Then Goodman Russet lowered his glass, looked up at the ambassador, and nodded.

  “These are the true Tears,” he said, first to the queen, then again to Meralda. “These are the Tears, and no doubt. Heavens, Thaumaturge, you’ve done it!”

  Goodman Russet wrapped the Tears in his cloth, bowed to Meralda, and said, his words barely audible over the rising cheers outside, “I’ll never get the scratches out, but thank you all the same.”

  Meralda collapsed into her desk chair as the Bellringers closed the laboratory doors and took up their posts outside in the hall.

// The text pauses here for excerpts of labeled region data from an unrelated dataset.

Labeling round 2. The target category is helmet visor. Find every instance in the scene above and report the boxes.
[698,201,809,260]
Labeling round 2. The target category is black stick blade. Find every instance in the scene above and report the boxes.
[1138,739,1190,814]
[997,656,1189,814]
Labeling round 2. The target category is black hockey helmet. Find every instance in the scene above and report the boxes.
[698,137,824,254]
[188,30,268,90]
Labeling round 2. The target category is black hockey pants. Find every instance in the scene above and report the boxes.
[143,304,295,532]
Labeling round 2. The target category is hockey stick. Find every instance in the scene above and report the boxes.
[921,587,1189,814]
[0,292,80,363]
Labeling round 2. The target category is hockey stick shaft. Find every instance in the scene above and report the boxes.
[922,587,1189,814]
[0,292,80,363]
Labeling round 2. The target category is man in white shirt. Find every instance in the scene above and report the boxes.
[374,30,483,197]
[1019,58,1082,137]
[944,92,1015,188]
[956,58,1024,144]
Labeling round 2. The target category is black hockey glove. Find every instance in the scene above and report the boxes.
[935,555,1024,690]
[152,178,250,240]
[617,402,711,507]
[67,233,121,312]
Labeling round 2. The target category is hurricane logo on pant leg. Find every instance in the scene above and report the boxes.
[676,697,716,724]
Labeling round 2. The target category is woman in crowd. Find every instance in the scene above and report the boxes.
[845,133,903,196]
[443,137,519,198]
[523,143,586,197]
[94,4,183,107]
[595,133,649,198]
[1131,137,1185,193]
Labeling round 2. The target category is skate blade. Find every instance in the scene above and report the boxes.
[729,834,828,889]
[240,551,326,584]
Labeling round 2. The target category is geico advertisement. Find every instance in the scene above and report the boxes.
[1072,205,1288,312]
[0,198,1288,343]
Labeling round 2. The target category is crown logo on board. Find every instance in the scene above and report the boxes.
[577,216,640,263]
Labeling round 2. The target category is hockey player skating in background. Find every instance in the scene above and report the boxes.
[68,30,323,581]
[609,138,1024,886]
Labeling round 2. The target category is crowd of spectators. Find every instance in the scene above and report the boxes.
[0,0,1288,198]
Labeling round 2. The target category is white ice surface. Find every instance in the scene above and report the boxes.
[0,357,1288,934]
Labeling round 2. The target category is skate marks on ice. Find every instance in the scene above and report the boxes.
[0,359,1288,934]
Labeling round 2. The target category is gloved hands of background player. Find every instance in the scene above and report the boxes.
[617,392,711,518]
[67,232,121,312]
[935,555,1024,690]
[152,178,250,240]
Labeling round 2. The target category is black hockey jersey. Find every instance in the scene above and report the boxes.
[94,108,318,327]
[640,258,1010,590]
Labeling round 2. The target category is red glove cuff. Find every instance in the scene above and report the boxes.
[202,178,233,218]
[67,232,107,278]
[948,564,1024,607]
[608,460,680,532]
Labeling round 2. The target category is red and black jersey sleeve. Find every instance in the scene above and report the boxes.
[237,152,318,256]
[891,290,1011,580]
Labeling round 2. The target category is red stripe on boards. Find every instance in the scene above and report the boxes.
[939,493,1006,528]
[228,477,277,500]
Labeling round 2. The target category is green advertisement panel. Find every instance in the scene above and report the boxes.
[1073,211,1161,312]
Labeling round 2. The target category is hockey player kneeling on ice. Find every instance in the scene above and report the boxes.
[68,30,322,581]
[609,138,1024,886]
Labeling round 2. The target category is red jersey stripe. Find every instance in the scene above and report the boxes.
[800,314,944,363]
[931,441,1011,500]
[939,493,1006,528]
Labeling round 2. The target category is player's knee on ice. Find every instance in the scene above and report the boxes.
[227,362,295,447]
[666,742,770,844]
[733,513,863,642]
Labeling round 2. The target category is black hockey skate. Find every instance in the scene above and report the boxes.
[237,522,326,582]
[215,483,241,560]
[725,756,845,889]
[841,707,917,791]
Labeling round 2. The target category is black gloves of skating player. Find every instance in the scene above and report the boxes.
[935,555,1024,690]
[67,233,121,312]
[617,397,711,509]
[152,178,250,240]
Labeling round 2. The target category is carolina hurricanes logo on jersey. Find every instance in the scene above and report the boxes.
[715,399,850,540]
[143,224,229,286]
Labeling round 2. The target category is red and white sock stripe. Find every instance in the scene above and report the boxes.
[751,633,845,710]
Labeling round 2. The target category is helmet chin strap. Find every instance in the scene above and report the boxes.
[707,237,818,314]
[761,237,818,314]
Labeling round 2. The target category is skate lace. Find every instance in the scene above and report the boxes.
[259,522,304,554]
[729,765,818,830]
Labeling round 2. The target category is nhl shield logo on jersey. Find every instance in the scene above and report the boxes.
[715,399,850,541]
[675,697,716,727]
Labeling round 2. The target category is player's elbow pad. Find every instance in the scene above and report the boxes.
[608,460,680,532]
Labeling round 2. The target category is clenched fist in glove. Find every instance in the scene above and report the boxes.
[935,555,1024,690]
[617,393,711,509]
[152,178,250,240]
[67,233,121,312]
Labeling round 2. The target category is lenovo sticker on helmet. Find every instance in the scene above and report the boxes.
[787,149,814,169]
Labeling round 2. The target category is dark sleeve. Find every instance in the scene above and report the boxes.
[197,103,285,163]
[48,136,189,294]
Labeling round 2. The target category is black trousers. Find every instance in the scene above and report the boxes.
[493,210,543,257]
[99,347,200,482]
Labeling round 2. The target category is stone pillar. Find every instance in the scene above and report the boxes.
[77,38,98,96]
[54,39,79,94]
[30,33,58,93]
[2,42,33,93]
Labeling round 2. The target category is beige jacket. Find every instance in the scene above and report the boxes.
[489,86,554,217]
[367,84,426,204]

  The laboratory was cool. And, aside from the muted sound of voices in the hall and the gentle busy clacking of Phillitrep’s Calculating Engine, it was quiet. Meralda was surprised to find that her ears weren’t ringing, after all the shouting in the halls.

  Goboy’s Scrying Mirror still stood in its place by her desk, though now the glass showed only a cloud-tufted sky. Mug basked in the sun, silent and still after so long with only spark lamps for light.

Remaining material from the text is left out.